Bizim için ekstra ücret almadan ikinci kez Nemrut'a çıkmayı deneyen rehberimize ve ellerinden geldiğince bizi ağırlamaya çalışan Nemrut Komagene Otel'e teşekkür edip ayrıldık. Adettendir diye orada bulunan bir Komagene şubesinden de tadımlık çiğ köfte alarak yolda yemeyi ihmal etmedik :)

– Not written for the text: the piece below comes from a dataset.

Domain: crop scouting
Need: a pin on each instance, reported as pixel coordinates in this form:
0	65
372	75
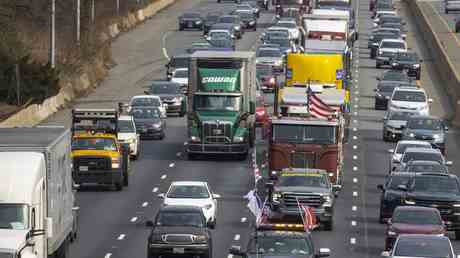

Merkeze vardığımızda yeterince acıktığımızı fark ederek günü kebapsız kapatmamak için :) tavsiye edilenler arasında bulunan İskender 85'de akşam yemeğimizi yedik. Yemekten sonra beklediğimizden çok daha güzel bulduğumuz ve bir o kadar da güzel karşılandığımız o akşamki otelimize (Samos Hotel) geçtik. Anadolu insanının içtenliği bizi burada da buldu: "Aaa valla olmaz, bu akşam bizdesiniz, sabaha da kahvaltı etmeden bırakmayız, yoksa darılırız." :)
Bir önceki akşam yeterince dinlenemediğimiz için, sabah erkenden Şanlıurfa'ya doğru yola çıkmak üzere hemen odalarımıza çekildik.